PHOTOGRAPHY FILM: Between four and nine pictures

Mogan Meis’s essay in The Smart Set, Quite Ripples – Capturing the moments indifferent to being captured, plucks a chord  for me: a harpsichord –and not clavichord or pianoforte — kind of moment. Meis moved from an idea from Thales to a quote from Hericlatus (‘You can’t step into the same river twice’), followed by Plato’s, ‘ if the nature of things is so unstable as that, you can’t even step in the same river fronting an explanation of a photographer’s art.

A clear litte expansion on the philosophical background from Siva Prasad might help at this point.

The photographer he looks at is Paul Graham: his exhibition, A Shimmering of Possibility, at MoMa, the perfect excuse for Meis to deliver two killer paragraphs:

..human beings have been trying to figure out what makes one thing one thing and another thing another thing. In very general terms, there have always been some people who are more comfortable with Being and some people who are more comfortable with Becoming. The Being people get excited about how identity remains stable, how a chair is always a chair, a table always a table. The Becoming people are fascinated by the gray areas, the things you can’t quite categorize, the fleeting, the indefinite.

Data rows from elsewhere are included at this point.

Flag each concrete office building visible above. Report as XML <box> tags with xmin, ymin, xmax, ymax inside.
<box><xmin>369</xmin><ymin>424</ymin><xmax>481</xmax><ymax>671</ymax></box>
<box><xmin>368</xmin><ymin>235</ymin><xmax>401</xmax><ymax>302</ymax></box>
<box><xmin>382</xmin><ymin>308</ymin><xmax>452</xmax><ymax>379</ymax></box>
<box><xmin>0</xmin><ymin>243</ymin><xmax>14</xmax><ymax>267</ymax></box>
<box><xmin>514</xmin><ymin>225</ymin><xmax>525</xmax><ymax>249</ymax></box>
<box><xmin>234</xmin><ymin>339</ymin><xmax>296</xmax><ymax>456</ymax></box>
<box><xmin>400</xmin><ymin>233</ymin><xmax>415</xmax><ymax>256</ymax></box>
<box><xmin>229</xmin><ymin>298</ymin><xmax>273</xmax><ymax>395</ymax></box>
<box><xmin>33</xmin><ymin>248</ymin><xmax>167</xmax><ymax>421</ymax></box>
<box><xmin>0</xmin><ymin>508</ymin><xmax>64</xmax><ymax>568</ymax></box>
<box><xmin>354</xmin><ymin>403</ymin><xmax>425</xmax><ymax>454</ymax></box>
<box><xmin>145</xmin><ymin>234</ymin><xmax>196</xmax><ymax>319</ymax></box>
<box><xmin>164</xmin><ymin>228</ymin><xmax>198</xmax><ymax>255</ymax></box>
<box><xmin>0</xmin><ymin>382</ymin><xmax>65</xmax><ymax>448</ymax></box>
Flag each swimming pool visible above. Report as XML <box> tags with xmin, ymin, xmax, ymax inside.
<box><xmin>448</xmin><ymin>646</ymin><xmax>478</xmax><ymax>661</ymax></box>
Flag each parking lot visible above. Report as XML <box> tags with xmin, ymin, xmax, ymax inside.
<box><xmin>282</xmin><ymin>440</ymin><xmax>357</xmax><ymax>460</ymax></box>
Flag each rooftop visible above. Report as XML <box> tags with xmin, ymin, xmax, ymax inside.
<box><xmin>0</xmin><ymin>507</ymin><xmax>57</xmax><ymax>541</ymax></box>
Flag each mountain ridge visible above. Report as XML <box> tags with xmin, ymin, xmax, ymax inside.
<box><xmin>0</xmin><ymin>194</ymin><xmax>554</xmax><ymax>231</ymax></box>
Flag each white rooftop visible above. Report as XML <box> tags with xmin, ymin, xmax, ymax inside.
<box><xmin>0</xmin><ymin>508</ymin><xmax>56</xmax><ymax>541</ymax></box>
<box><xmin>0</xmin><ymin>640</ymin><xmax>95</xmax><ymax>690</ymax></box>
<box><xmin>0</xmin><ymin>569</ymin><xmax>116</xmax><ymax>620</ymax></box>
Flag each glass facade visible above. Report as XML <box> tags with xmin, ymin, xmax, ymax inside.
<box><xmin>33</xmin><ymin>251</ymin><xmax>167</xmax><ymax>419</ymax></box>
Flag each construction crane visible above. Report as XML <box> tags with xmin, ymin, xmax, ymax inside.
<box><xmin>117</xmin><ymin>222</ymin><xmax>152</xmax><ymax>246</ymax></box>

Photography, since its invention in the 19th century, has always played the role of a double agent. On one hand, photography fixes time, a notoriously shifty and ever-changing phenomenon. But photography grabs time and sits it down. You could say that photography freezes moments of essence. This pleases the Being people. A photograph has a sliver of forever inside it.

and two killer sentences:

The old saying tells us that a picture is worth a thousand words. Graham, however, thinks you need somewhere between four and nine pictures.

Meis dissects the notions of  being and becoming a bit more, but it was something else that occured to me: somehow the great filmmakers are and were quite aware of this ‘between four and nine pictures’.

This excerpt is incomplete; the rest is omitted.